The Madonna of Nicolas van Maelbeke was a large but now lost hinged triptych attributed to Jan van Eyck, thought to have been completed late in his career, perhaps his final work. It is known today through a replica dating to 1757–1760, and several near contemporary silverpoint copies, one by Petrus Christus or his workshop c. 1445 in Vienna, and another by an unknown artist, probably a member of his workshop, which is now in the Germanisches Nationalmuseum in Nuremberg. The original was commissioned by Nicolas Maelbeke for the Saint Martin monastery in Ypres where it was installed in 1445. That the donor is present in the central panel is unusual; typically in mid-15th century triptychs donors would be in an accompanying wing.

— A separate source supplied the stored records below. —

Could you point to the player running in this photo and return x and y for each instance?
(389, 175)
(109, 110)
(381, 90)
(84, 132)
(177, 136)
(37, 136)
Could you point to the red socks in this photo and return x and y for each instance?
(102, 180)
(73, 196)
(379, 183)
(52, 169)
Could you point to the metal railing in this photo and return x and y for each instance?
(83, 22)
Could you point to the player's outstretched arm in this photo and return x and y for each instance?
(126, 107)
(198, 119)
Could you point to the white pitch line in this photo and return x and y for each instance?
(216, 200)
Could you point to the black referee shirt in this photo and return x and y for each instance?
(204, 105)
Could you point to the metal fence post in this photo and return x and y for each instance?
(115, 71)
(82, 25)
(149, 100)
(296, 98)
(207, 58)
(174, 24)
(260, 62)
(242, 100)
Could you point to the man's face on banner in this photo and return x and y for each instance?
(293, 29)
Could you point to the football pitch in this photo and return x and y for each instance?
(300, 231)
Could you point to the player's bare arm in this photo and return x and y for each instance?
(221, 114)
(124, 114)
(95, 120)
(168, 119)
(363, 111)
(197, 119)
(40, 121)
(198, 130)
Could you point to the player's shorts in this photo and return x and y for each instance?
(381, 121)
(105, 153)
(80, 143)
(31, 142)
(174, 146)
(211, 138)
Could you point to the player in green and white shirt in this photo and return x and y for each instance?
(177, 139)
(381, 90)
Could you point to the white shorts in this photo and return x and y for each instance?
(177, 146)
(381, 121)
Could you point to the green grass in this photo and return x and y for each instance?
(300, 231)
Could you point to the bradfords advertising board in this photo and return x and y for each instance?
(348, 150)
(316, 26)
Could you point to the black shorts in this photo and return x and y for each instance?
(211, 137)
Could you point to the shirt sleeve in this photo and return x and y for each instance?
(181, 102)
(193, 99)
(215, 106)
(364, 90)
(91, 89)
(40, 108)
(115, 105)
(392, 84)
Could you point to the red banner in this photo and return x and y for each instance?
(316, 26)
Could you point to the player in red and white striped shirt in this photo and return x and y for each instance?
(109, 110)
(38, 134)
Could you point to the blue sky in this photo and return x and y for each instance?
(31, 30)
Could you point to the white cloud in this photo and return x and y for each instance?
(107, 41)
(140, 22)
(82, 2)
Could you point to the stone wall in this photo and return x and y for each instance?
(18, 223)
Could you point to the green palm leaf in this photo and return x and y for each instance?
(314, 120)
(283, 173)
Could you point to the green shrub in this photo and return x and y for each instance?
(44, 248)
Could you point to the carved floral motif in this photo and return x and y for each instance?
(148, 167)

The drawings are perfunctory copies of the type routinely carried out by workshop assistants, who were presumably recording the design for later full oil panels.

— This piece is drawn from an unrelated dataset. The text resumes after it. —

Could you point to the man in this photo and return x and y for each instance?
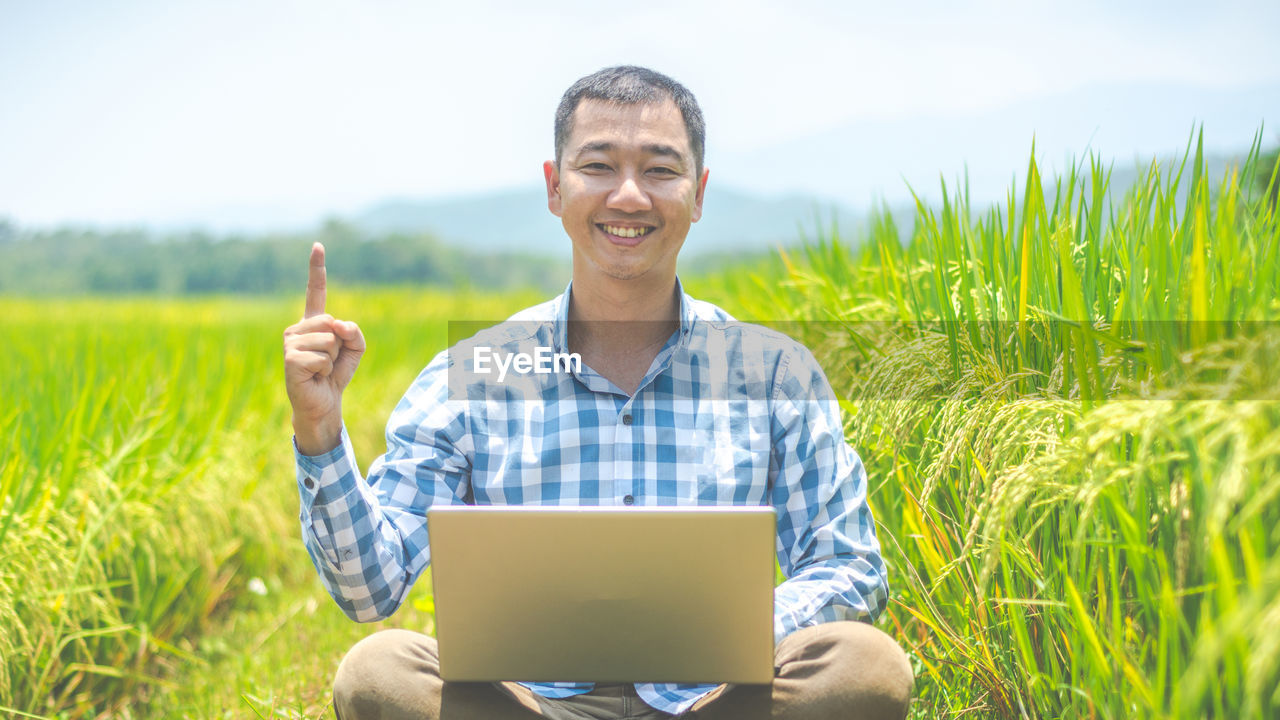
(672, 404)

In the 18th century copy, the virgin stands in a cathedral with a vaulted ceiling dressed in a scarlet mantle. She holds the Christ Child in her arms as the donor Nicolas Maelbeke kneels before her. He wears a richly embroidered green cope and holds a book of hours in his right hand and a scepter in his left. The wing panels contain scenes related to the Immaculate Conception, including representations of the burning bush, Gideon, Ezekiel and Aaron's rod. When closed, the 18th century copy's exterior wings show a grisaille depiction of the vision of Ara Coeli.

==Sources==
- Ainsworth, Maryan. Petrus Christus: Renaissance Master of Bruges. New York: Metropolitan Museum of Art, 1994. ISBN 0-8109-6482-1.
- Van Puyvelde, Leo. "Jan van Eyck's Last Work". The Burlington Magazine for Connoisseurs, Volume 56, No. 322, January 1930.